For the longest time, I wondered what was wrong with me. Even more so, I felt guilty—I truly enjoy my job, so why did I feel this way every week?
When I talked to someone about it, he replied with: “Of course it’s normal to get the Sunday Scaries.”
“But I like my job,” I tried to explain.
“Yes, but that doesn’t mean it’s not daunting to face the next day. It’s unknown—you have no idea what to expect, so that’s going to be scary,” he said.
That really stuck with me. And it made sense: No matter how great work can be, you’re never sure how great it will be. You may get bad feedback. You may make a mistake.

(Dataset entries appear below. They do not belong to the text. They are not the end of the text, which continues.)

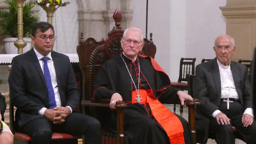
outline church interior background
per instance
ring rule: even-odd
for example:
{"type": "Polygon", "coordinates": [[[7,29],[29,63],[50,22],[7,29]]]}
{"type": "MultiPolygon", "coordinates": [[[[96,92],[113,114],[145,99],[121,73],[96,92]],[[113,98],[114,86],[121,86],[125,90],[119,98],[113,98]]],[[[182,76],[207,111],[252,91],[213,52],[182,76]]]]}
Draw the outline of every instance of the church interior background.
{"type": "MultiPolygon", "coordinates": [[[[1,3],[3,1],[0,0],[1,11],[8,9],[1,3]]],[[[68,1],[70,4],[58,8],[53,18],[57,37],[54,50],[56,52],[76,54],[81,32],[84,39],[106,40],[108,32],[114,26],[112,16],[116,9],[122,15],[123,29],[136,27],[146,34],[146,0],[68,1]]],[[[214,41],[221,34],[230,34],[234,38],[237,50],[234,60],[252,59],[256,40],[256,2],[240,1],[148,0],[147,38],[149,39],[149,33],[153,33],[157,48],[155,59],[171,81],[178,80],[181,58],[196,58],[196,65],[203,58],[214,58],[214,41]],[[245,55],[240,52],[244,51],[247,52],[245,55]]],[[[36,6],[32,10],[41,21],[47,21],[46,13],[42,8],[36,6]]],[[[0,35],[0,54],[6,54],[3,42],[5,37],[0,35]]],[[[0,66],[2,93],[9,91],[8,74],[7,66],[0,66]]]]}

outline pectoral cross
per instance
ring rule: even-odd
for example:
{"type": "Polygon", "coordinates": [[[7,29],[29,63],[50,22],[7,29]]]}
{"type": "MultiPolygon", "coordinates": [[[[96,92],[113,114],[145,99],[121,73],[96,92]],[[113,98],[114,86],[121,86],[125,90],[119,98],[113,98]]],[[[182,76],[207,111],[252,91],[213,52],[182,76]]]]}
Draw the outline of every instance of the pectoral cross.
{"type": "Polygon", "coordinates": [[[140,103],[140,100],[142,100],[142,98],[140,98],[140,95],[139,94],[137,94],[137,98],[135,98],[135,100],[137,100],[137,102],[138,102],[140,103]]]}
{"type": "Polygon", "coordinates": [[[229,100],[229,98],[228,98],[227,100],[223,100],[223,102],[227,102],[227,109],[229,110],[229,103],[233,102],[232,100],[229,100]]]}

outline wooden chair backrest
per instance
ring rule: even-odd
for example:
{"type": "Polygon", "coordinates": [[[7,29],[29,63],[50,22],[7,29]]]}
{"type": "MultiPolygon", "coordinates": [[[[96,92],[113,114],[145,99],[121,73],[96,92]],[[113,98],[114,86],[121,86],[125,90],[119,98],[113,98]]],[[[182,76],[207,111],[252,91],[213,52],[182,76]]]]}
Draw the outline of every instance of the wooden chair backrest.
{"type": "Polygon", "coordinates": [[[195,74],[195,62],[196,58],[183,58],[180,59],[180,75],[178,82],[187,81],[187,74],[195,74]]]}
{"type": "Polygon", "coordinates": [[[251,73],[251,72],[250,70],[251,70],[252,60],[238,60],[238,62],[246,65],[247,68],[248,68],[248,74],[250,74],[251,73]]]}
{"type": "MultiPolygon", "coordinates": [[[[122,17],[119,10],[116,10],[113,16],[116,27],[108,32],[106,40],[102,38],[97,42],[90,38],[84,41],[82,33],[81,34],[81,40],[76,50],[82,74],[82,100],[92,100],[94,81],[101,66],[107,60],[123,52],[120,43],[124,33],[124,30],[120,26],[122,17]]],[[[150,33],[149,40],[144,39],[144,46],[140,54],[154,58],[156,52],[156,46],[152,40],[152,33],[150,33]]]]}

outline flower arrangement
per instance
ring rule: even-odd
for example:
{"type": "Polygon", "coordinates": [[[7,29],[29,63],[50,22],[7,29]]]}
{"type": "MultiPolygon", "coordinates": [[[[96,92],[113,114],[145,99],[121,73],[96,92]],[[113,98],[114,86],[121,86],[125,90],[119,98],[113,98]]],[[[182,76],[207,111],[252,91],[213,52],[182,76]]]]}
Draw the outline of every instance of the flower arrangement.
{"type": "Polygon", "coordinates": [[[65,6],[70,4],[70,2],[63,2],[62,0],[36,0],[36,4],[41,6],[49,7],[50,5],[58,8],[60,6],[65,6]]]}

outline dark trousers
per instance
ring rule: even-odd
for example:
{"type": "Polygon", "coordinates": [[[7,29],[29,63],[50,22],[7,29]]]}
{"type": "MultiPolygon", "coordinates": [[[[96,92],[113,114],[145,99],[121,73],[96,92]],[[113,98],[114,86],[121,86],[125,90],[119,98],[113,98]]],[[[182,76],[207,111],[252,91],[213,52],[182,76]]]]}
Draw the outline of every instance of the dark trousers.
{"type": "Polygon", "coordinates": [[[232,99],[230,103],[230,109],[227,109],[227,103],[221,99],[220,110],[230,119],[230,124],[218,124],[215,118],[211,118],[210,129],[216,132],[215,141],[218,144],[234,144],[235,138],[233,134],[232,126],[235,126],[241,134],[242,140],[247,144],[256,142],[256,122],[254,120],[252,124],[244,127],[242,122],[242,118],[244,112],[244,107],[240,102],[232,99]]]}
{"type": "Polygon", "coordinates": [[[50,144],[52,133],[64,133],[85,136],[86,144],[100,144],[101,142],[100,124],[89,116],[73,112],[61,124],[53,124],[46,118],[29,121],[23,126],[22,132],[31,137],[32,144],[50,144]]]}
{"type": "MultiPolygon", "coordinates": [[[[128,104],[124,109],[124,136],[126,144],[170,144],[170,140],[163,128],[154,120],[148,106],[136,103],[128,104]]],[[[188,122],[182,117],[176,114],[180,119],[184,130],[186,144],[194,144],[191,131],[188,122]]],[[[116,114],[112,113],[112,127],[116,128],[116,114]]],[[[174,125],[176,124],[173,122],[174,125]]],[[[115,131],[114,131],[115,132],[115,131]]]]}

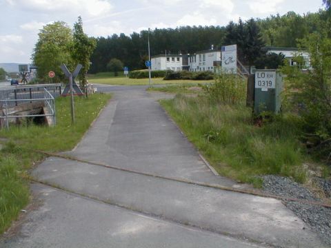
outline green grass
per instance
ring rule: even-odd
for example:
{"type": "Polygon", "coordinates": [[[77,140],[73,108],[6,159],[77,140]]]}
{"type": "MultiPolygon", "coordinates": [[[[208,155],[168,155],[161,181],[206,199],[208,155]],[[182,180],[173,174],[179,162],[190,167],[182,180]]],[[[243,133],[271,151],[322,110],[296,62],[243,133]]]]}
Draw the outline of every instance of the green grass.
{"type": "Polygon", "coordinates": [[[303,149],[294,116],[252,125],[251,110],[213,103],[205,96],[177,95],[162,106],[221,175],[261,186],[257,176],[277,174],[305,180],[303,149]]]}
{"type": "Polygon", "coordinates": [[[169,85],[162,87],[151,87],[147,90],[174,94],[197,93],[199,92],[199,91],[191,90],[190,87],[197,86],[201,86],[201,84],[187,83],[185,84],[169,85]]]}
{"type": "MultiPolygon", "coordinates": [[[[118,77],[123,77],[124,72],[119,72],[119,75],[117,76],[118,77]]],[[[114,73],[112,72],[99,72],[96,73],[95,74],[88,74],[88,79],[108,79],[115,77],[114,73]]]]}
{"type": "Polygon", "coordinates": [[[28,204],[29,187],[24,178],[32,167],[45,158],[31,149],[60,152],[73,148],[110,97],[106,94],[75,97],[74,125],[71,125],[70,98],[59,97],[56,100],[56,126],[11,126],[9,130],[0,130],[0,137],[10,141],[0,150],[0,234],[28,204]]]}
{"type": "MultiPolygon", "coordinates": [[[[163,80],[162,78],[152,79],[152,85],[163,84],[190,84],[205,83],[210,81],[205,80],[163,80]]],[[[108,84],[113,85],[148,85],[148,79],[129,79],[126,77],[113,78],[89,78],[88,82],[91,83],[108,84]]]]}

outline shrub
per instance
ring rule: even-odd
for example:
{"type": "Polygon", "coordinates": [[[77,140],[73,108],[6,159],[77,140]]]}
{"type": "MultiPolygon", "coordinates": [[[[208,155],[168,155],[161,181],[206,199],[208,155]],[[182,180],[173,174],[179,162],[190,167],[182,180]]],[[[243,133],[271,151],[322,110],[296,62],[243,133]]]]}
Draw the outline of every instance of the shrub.
{"type": "MultiPolygon", "coordinates": [[[[303,138],[310,151],[331,156],[331,39],[312,34],[301,41],[308,48],[312,70],[303,73],[299,67],[284,67],[287,75],[288,107],[302,117],[303,138]]],[[[300,59],[300,58],[298,58],[300,59]]],[[[304,63],[299,63],[301,65],[304,63]]]]}
{"type": "MultiPolygon", "coordinates": [[[[152,78],[163,77],[167,73],[164,70],[155,70],[151,72],[151,76],[152,78]]],[[[148,70],[138,70],[130,72],[130,79],[148,79],[148,70]]]]}
{"type": "Polygon", "coordinates": [[[211,80],[214,79],[212,72],[168,71],[163,80],[211,80]]]}
{"type": "Polygon", "coordinates": [[[221,73],[215,83],[205,85],[203,90],[210,100],[223,104],[235,104],[245,99],[245,81],[237,75],[221,73]]]}

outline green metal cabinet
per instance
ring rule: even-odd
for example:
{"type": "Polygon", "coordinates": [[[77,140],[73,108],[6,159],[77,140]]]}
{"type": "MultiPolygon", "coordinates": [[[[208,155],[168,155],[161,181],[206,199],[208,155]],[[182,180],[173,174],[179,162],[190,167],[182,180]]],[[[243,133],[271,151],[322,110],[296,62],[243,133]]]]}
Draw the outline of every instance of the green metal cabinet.
{"type": "Polygon", "coordinates": [[[275,70],[258,70],[255,72],[254,112],[279,113],[281,107],[281,93],[283,78],[275,70]]]}

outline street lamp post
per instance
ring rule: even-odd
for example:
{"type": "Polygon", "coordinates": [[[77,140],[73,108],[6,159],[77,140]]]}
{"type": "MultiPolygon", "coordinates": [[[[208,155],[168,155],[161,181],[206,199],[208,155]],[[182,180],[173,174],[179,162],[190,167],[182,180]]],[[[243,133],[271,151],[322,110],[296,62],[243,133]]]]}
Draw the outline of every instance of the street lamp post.
{"type": "Polygon", "coordinates": [[[148,81],[150,83],[150,87],[151,86],[150,82],[150,70],[152,66],[152,61],[150,61],[150,28],[148,28],[148,61],[150,61],[150,65],[148,66],[148,81]]]}

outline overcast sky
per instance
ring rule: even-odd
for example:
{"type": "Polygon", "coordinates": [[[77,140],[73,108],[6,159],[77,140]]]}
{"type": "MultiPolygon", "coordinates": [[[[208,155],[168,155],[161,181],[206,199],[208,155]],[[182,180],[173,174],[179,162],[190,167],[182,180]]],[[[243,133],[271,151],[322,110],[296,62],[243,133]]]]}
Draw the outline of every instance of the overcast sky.
{"type": "Polygon", "coordinates": [[[239,17],[315,12],[322,0],[0,0],[0,63],[30,63],[39,29],[54,21],[72,27],[81,16],[93,37],[150,28],[225,25],[239,17]]]}

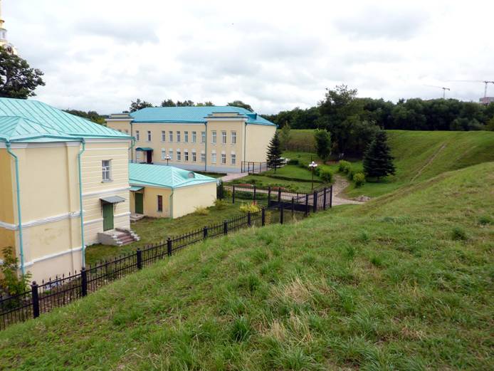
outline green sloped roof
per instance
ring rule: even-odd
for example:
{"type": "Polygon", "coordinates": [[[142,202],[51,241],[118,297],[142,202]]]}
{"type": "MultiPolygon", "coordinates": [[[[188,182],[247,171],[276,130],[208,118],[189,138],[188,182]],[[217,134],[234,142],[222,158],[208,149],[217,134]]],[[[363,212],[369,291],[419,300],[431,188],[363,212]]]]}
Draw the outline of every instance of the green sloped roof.
{"type": "Polygon", "coordinates": [[[173,189],[213,182],[216,182],[216,179],[173,166],[129,164],[129,183],[132,186],[173,189]],[[191,174],[194,177],[189,177],[191,174]]]}
{"type": "Polygon", "coordinates": [[[131,137],[38,100],[0,98],[0,140],[58,142],[131,137]]]}
{"type": "Polygon", "coordinates": [[[232,113],[245,116],[247,123],[276,126],[257,113],[230,105],[210,107],[149,107],[130,114],[133,122],[204,123],[213,113],[232,113]]]}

You may spill coffee on your pants, have a horrible commute, and show up late to an important meeting.
Of course, there’s a flip side to this. You could have a great day in which nothing goes wrong and everything you wanted to go right does. But anything can happen and not knowing which way it’s going to go isn’t a nice feeling.
Science backs this up: An article in Shape Magazine states that most of us aren’t mentally prepared to get back to the grind after just two days. Sometimes we don’t spend enough time properly rejuvenating, and other times we’re prone to worrying—canceling out any positive effects our weekend may’ve had on our mood.
Another article by NBC News quotes Andrea Petersen, author of On Edge: A Journey Through Anxiety and emphasizes that Sunday Scaries are about anticipation: “Work is one of our major stressors…Anxiety, to define it, is the anticipation of pain. If you’re talking about anxiety in the workplace, it could be the anticipation that you’re not going to be able to accomplish everything that week, or that you’re gonna mess up somehow.”
There’s also another side to the “of course it’s normal to get the Sunday Scaries” coin that’s worth mentioning.
Trying to compare spending time with loved ones or going on a relaxing getaway with getting promoted or being congratulated for a big accomplishment at work is like comparing apples and oranges.
Both can bring you satisfaction and joy, but they’re going to be different kinds of feelings. It’s presumptuous (and frankly unproductive) to assume that your job will and should feel exactly like your weekends do.
The first point is: You shouldn’t feel guilty when Sunday winds down. Feeling anxious about going to work on Sunday evening doesn’t make you a confused person who hasn’t found the “right” career. It just means you’re a human being.
And the second point is to make sure to make good use of your weekends—if you need rest and rejuvanation, do your best to actually get it!
On top of that, make sure you start a Friday afternoon routine at the office that sets you up for a little predicitabilty on Monday morning. Whether that means you write down your to-do list for the following week (or at least the first thing you need to do on Monday morning), or scheduling something that you know will go well, such as a coffee break with a work friend, do it!
You can’t plan every minute out, but you can put a few things into place that’ll make that transition back into the office a bit easier.